The present study had several strengths. This study involved very high‐risk participants of suboptimal type 2 diabetes control with CKD in the presence of more severe vitamin D status, compared with previous research. Multi‐ethnic Asians with type 2 diabetes were recruited, which offered different perspectives on this relationship, as previous studies involved Caucasian populations only. In addition, we considered additional factors that could exert substantial effects on either serum 25(OH)D or HbA1c levels, for instance BMI, serum hemoglobin, lipid profiles, statin therapy and antidiabetic medications. However, a few limitations were recognized. The present study had a cross‐sectional design; therefore, causality could not be ascertained. Limited generalizability was also anticipated, as this was a single‐center study. Finally, the current sample size was underpowered to analyze interethnic differences in this relationship.

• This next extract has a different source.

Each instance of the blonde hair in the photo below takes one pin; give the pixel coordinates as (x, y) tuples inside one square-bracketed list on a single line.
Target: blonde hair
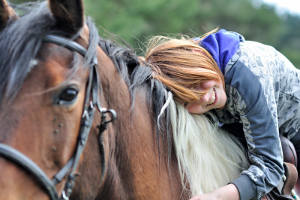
[(181, 65)]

In conclusion, the present study reported a significant inverse relationship between serum 25(OH)D and HbA1c levels in a multi‐ethnic type 2 diabetes cohort with suboptimal glycemic control and concomitant stage 3–4 CKD. This highlights the need for vitamin D screening among high‐risk patients, necessitating early and timely vitamin D repletion therapy to achieve better glycemic control, and prevent development or worsening of type 2 diabetes‐related complications. Hence, the current research calls for an urgent need for large‐scale longitudinal randomized controlled trials to elucidate not only the causal link between vitamin D deficiency and worsening glycemia, but also the ethnic‐specific effects of vitamin D2/D3 repletion therapy on the susceptibility to type 2 diabetes and/or CKD.

Disclosure

The authors declare no conflict of interest.